Ernest Henry Charles Wunderlich was the next owner of Carthona. The house was put on the market in 1911 and purchased by Ernest Wunderlich for subdivision. Ernest Wunderlich was the brother of Alfred Wunderlich who subdivided Lindsay at about the same time. Carthona and the other blocks of land were advertised for sale in 1913.

Arthur Edward Hughes bought Carthona from Wunderlich in 1913 and retained it until 1939. He resided there until 1933, then moved to Leura. Carthona was rented as short-term accommodation for the next six years by Hughes and his wife. One notable resident during this time was William Lygon, 7th Earl Beauchamp, a former Governor of New South Wales. Hughes died in 1937 and Carthona was put on the market two years later.

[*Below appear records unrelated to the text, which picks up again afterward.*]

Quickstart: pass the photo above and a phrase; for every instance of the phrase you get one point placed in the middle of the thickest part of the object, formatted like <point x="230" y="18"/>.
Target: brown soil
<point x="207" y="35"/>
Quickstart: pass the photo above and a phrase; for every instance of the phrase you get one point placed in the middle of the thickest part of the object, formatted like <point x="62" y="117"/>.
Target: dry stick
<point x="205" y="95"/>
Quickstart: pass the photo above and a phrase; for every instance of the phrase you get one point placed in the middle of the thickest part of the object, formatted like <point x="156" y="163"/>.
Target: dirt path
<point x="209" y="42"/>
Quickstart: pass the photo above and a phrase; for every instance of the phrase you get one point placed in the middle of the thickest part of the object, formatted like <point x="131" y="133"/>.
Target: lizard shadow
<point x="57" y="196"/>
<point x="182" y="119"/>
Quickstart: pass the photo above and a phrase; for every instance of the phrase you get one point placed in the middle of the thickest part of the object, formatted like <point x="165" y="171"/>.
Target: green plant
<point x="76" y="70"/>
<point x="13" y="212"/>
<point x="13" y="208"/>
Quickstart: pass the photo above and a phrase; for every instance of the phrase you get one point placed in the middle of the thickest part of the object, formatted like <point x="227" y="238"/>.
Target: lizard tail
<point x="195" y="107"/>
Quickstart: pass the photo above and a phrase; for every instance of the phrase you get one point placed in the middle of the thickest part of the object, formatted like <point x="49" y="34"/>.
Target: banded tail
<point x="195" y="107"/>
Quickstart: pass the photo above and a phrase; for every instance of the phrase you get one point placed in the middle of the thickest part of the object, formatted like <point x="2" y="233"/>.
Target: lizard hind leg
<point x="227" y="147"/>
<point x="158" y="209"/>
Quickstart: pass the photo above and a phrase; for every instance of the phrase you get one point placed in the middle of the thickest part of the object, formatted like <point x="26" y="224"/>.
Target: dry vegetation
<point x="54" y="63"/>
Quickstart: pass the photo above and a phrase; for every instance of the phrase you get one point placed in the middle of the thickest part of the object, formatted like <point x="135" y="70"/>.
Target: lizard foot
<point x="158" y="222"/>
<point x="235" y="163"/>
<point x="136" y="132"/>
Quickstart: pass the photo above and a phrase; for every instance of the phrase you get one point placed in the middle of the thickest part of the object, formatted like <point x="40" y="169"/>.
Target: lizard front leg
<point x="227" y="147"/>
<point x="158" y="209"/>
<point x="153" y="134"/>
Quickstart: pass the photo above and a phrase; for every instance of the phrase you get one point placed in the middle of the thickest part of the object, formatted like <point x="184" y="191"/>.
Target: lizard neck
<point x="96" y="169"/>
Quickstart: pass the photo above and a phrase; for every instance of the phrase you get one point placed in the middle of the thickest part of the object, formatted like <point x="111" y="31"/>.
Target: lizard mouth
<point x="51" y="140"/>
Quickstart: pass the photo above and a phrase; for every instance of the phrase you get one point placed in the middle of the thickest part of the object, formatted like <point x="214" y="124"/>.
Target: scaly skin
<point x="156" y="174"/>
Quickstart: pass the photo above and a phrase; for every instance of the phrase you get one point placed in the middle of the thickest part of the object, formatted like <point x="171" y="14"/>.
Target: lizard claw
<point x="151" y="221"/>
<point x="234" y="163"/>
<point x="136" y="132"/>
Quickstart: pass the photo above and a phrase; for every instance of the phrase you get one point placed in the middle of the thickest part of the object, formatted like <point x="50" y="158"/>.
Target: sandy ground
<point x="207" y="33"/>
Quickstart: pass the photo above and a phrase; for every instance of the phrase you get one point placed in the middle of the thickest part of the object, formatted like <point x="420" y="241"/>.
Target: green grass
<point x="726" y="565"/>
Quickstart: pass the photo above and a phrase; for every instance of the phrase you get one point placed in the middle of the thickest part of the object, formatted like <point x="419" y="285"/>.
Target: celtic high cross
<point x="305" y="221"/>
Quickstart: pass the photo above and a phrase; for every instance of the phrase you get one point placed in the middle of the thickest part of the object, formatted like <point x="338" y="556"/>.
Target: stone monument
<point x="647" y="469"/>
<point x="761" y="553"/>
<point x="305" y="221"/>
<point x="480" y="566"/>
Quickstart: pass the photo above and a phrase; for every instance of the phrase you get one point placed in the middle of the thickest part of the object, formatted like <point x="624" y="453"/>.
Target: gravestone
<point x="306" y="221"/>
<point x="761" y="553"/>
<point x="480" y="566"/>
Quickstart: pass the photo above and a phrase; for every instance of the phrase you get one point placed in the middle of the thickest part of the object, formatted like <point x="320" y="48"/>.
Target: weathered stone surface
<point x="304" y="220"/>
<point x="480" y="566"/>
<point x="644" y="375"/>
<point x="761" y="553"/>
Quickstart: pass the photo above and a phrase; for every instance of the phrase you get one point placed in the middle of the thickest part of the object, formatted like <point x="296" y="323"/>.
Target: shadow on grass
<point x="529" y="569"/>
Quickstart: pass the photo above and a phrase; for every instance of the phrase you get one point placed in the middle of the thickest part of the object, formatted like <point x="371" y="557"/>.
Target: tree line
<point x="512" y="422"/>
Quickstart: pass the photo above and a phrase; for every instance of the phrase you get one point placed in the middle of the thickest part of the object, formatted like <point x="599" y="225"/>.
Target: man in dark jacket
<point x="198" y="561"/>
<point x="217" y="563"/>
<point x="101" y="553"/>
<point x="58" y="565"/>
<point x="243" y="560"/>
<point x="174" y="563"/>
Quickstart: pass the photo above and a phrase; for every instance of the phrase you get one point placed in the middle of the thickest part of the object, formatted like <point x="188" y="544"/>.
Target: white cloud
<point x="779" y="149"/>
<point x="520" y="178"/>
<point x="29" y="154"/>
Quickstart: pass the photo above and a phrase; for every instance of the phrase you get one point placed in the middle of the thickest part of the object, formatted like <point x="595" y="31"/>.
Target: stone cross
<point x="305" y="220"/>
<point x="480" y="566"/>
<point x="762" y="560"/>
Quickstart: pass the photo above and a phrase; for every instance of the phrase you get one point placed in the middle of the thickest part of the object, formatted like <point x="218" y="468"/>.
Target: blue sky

Philip Bushell—of Bushell's Tea fame—bought Carthona in 1940 and the family has retained the house since then. In the mid 1950s Bushell purchased the waterfront gardens of the neighbouring Edgewater, 3–5 Sutherland Crescent, from Oliver Triggs. Bushell's heiress Amber Oxley passed the house on to her son, Anthony, making him the third generation of the family to live in the house. Anthony later married Roslyn Oxley, who ran an art gallery in Paddington, Sydney. In 2012 a new house was built into the hillside of the former Edgewater land (becoming 6 Carthona Avenue), for Amber's youngest son Christopher, who put up for sale the adjoining 9 Sutherland Crescent for $15m, then $10m, purchased in the 1970s and built in the 1930s (demolished in the 2020s).